Yeni bir araştırmaya göre, Tibet Platosu’nun düşük oksijen koşullarında hayatta kalabilmek için orada yaşayan insanlar 10.000 yıldan fazla bir süre boyunca özel adaptasyonlar geliştirdiler. Tibet toplulukları, hipoksiden muzdarip çoğu insanın aksine, hava eksikliğine rağmen hayatta kalmaya ve gelişmeye uyum sağladı. Bu, insanların zorlu yaşam koşullarına yanıt olarak nasıl gelişmeye devam ettiğini gösteriyor.
Bu olgu, Case Western Reserve Üniversitesi’nden Emeritus Üniversite Profesörü Cynthia Bell tarafından yürütülen araştırmayla ortaya konmuştur. Çalışma 21 Ekim’de yayınlandı. Ulusal Bilimler Akademisi (PNAS) BildirileriTibetli kadınların fizyolojik özelliklerinin, oksijen açısından fakir bir ortamda üreme yeteneklerini nasıl geliştirdiğini gösteriyor.
ABD’deki Case Western Reserve Üniversitesi’nden antropolog Cynthia Bell, “Yüksek irtifa hipoksisine uyum dikkat çekicidir çünkü stres yoğundur, herkes bunu belirli bir yükseklikte eşit olarak yaşar ve ölçülebilirdir” dedi. Bilim Uyarısı. “Bu, türümüzde nasıl ve neden bu kadar çok biyolojik çeşitliliğin bulunduğunu gösteren güzel bir örnek.”

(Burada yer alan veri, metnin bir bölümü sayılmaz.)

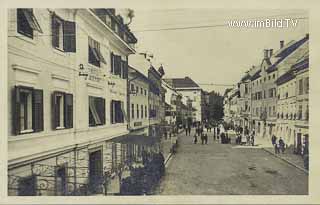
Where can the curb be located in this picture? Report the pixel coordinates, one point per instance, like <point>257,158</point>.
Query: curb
<point>291,163</point>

Tibetli kadınların hamileliğe bağlı biyolojik yapısı yüksek rakımlı göçmenlerinkiyle karşılaştırıldığında, Tibetli kadınların hemoglobin konsantrasyonları daha düşük, hemoglobin oksijen doygunluğu ve uterus arter kan akışı daha yüksek ve daha ağır doğumlar görülüyor. Doğurganlığını tamamlamış Tibetli kadınlar arasında düşük hemoglobin konsantrasyonu, yüksek oksijen doygunluğu ve yüksek nabız hızı, yaşam boyu daha yüksek üreme başarısıyla ilişkilidir. İnsan varyasyonunun bu modeli, doğal seçilimin oksijen dağıtım fenotipleri üzerindeki etkisini gösterir.
“Önceden düşük hemoglobinin faydalı olduğunu biliyorduk, artık ortalama değerin en yüksek faydayı sağladığını anladık. Yüksek hemoglobin oksijen saturasyonunun faydalı olduğunu biliyorduk, artık saturasyon ne kadar yüksek olursa o kadar faydalı olduğunu anlıyoruz. Canlı doğumlar faydaları belirliyor” dedi Bell.
“Kadınların, diğer oksijen taşıma özellikleri için uygun değerlere sahip olmaları durumunda, bazı oksijen taşıma özellikleri için düşük değerlere sahip çok sayıda canlı doğum yapabileceklerini bulmamız beklenmedik bir şey değildi.”